Le label, basé sur la méthodologie Ecobalyse, force les marques à repenser leur modèle du sourcing à la donnée. Pour Laurent Vandepaer (Carbonfact), l'Eco-score n'est pas une menace, mais un avantage concurrentiel pour les acteurs proactifs.

Face à la pression réglementaire croissante et aux exigences de transparence des consommateurs, le secteur de la mode est à l'aube d'une transformation majeure. L'Eco-score pour les textiles, basé sur la méthodologie française Ecobalyse, s'apprête à devenir bien plus qu'une simple étiquette environnementale. Selon Laurent Vandepaer, Docteur en Analyse du Cycle de Vie et Head of Science chez Carbonfact, cette évaluation du cycle de vie des produits est un outil stratégique qui force les marques à repenser leur modèle, du sourcing à la gestion des données.

L'enjeu se profile déjà : celles qui s'y préparent en feront un avantage concurrentiel, à l'image du Nutri-Score dans l'industrie agroalimentaire. « Nous voyons qu'il est probable que certaines marques recherchent les scores les plus bas comme moyen de se différencier de la concurrence », souligne l'expert.

L’éco-score, un moteur de transformation

L’éco-score ne se contente pas de mesurer, il oriente. En amont, il pousse les marques à revoir leurs choix de matériaux et de procédés.

Sourcing : priorité au recyclé et au bio

La méthode Ecobalyse valorise clairement les matières à faible impact. « En termes de matériaux, la méthode française favorise le recyclé et l’organique, alors que les synthétiques vierges sont généralement pénalisés », explique Laurent Vandepaer.

Selon les analyses de cycle de vie disponibles, les matières recyclées affichent souvent des impacts carbone nettement inférieurs à ceux de leurs équivalents vierges – dans certains cas, de plusieurs dizaines de pour cent selon la fibre. Ces tendances, soulignées par des organisations comme l’ADEME, Textile Exchange et d'autres études sectorielles, confirment les avantages environnementaux des matières recyclées. La plupart des matières naturelles, comme le lin ou le chanvre, bénéficient également d’une meilleure évaluation. La plupart des matières naturelles, comme le lin ou le chanvre, bénéficient également d’une meilleure évaluation.

Un exemple illustre cette logique : la laine française. Alors que près de 80 % de la laine produite en France est exportée ou gaspillée, Ecobalyse lui attribue un impact réduit lorsqu’elle est utilisée localement. Objectif : relancer une filière aujourd’hui marginale mais à fort potentiel.
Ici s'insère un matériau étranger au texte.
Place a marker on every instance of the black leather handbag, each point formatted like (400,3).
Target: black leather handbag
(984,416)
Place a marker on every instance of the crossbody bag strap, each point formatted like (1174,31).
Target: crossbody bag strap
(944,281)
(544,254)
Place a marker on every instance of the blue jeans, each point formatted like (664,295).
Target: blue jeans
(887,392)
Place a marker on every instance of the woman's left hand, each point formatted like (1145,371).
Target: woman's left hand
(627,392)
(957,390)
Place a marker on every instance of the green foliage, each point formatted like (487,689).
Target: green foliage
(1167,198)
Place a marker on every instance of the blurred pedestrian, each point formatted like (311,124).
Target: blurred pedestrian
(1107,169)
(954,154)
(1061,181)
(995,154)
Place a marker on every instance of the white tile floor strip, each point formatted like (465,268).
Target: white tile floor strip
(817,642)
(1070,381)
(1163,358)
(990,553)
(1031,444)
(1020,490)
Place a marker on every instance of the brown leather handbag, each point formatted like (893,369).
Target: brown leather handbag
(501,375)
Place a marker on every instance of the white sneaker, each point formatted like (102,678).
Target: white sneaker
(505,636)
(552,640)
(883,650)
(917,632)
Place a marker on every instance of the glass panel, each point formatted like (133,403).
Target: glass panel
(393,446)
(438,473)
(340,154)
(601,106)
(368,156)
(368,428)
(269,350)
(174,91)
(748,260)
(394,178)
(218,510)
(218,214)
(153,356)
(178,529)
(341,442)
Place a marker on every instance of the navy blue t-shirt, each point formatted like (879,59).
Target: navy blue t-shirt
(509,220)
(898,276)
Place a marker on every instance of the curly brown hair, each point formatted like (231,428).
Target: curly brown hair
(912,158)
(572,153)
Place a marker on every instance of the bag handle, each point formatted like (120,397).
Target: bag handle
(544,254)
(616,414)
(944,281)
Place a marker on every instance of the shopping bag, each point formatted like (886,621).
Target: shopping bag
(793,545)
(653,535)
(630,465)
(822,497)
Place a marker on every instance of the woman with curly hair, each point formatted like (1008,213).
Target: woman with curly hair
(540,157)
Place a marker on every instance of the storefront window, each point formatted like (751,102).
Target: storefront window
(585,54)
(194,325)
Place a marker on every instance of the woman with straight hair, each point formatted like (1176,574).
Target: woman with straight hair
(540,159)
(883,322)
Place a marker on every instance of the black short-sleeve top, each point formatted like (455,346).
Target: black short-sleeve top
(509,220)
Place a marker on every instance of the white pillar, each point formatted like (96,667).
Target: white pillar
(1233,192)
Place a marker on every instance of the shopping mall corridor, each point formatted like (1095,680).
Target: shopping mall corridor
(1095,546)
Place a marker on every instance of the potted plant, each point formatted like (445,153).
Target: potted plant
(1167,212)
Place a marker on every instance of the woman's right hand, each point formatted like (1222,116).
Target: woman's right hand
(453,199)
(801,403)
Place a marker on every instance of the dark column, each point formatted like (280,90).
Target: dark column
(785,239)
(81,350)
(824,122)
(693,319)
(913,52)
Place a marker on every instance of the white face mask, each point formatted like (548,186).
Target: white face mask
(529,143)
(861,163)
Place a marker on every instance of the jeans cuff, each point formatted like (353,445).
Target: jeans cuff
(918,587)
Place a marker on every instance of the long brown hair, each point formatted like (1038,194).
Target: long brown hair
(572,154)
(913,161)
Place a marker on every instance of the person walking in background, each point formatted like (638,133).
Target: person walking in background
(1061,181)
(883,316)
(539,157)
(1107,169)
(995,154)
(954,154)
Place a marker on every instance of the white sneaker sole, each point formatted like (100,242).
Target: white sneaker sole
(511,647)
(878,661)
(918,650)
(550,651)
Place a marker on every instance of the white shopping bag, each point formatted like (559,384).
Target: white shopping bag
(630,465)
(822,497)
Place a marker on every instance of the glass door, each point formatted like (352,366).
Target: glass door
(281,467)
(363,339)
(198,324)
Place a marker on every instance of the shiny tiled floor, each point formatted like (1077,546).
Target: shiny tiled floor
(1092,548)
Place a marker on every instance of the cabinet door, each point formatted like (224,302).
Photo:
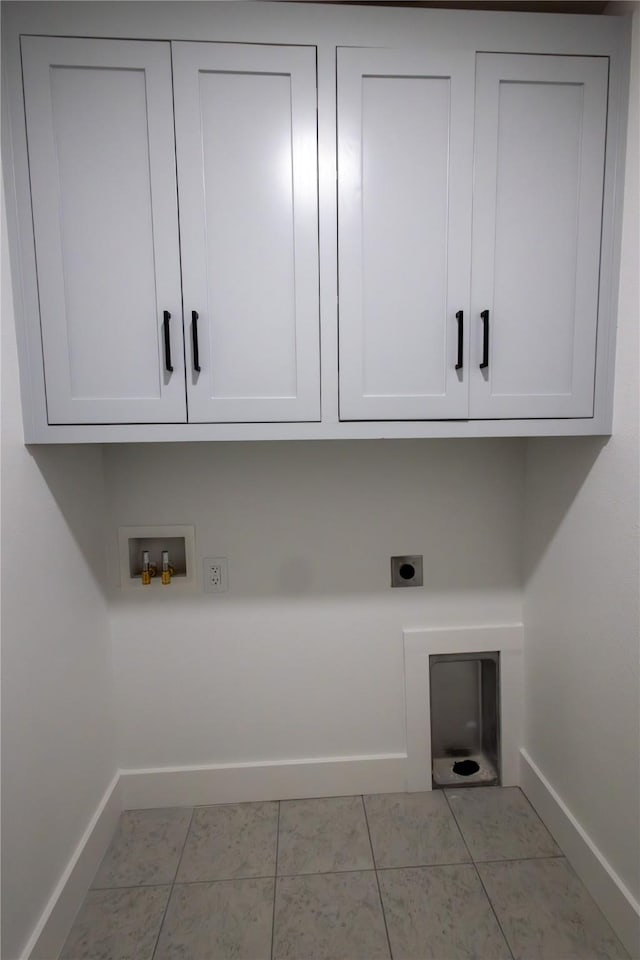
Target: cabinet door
(405,144)
(247,177)
(101,158)
(537,207)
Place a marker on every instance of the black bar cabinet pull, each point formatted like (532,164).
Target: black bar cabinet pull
(194,340)
(485,340)
(167,342)
(460,319)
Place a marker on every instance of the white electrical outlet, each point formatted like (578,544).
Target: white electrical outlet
(215,575)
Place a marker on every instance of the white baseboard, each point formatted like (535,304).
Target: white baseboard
(617,903)
(271,780)
(56,919)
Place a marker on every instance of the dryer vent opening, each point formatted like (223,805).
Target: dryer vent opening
(465,720)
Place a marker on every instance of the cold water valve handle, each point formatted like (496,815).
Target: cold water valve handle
(167,569)
(148,569)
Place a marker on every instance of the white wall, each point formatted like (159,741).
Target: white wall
(303,657)
(58,750)
(581,604)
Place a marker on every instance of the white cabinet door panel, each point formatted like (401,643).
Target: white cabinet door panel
(247,173)
(539,167)
(404,165)
(101,155)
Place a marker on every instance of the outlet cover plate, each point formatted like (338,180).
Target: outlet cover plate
(215,575)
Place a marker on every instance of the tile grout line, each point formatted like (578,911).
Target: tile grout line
(475,867)
(173,882)
(275,882)
(375,870)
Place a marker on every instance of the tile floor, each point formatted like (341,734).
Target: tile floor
(437,876)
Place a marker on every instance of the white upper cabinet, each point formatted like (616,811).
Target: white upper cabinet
(246,221)
(405,144)
(537,212)
(247,173)
(103,190)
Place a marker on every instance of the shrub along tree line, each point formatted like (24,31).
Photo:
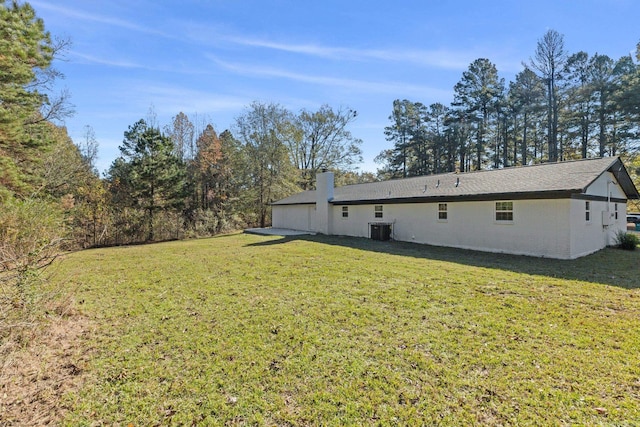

Production et géographie : le carbone dans le viseur

Si les procédés de fabrication laissent peu de latitude, l’éco-score introduit des distinctions fortes. « Ecobalyse introduit une différenciation par pays, pénalisant les régions avec des réseaux électriques carbonés et l’utilisation du fret aérien », souligne Laurent Vandepaer.

Deux facteurs sont déterminants :

  • Le Mix énergétique : Produire dans un pays dont l’électricité repose majoritairement sur le charbon – comme la Chine (plus de 60 %) – plombe directement le score. À l’inverse, une production en France, où l’électricité est à 90 % décarbonée, est bien mieux valorisée.
  • Le Transport : L’avion est le grand perdant. Un fret aérien émet en moyenne 40 à 50 fois plus de CO₂ que le maritime. Les marques ont donc tout intérêt à privilégier rail et bateau pour améliorer leur score.

En résumé, l’Eco-score encourage une double dynamique : réduire l'empreinte carbone et privilégier la production locale. Reste à pouvoir le prouver. Et c’est là que se dresse le défi majeur : la donnée. Car pour obtenir un score fiable, les marques doivent plonger dans leurs systèmes et leurs bases de données.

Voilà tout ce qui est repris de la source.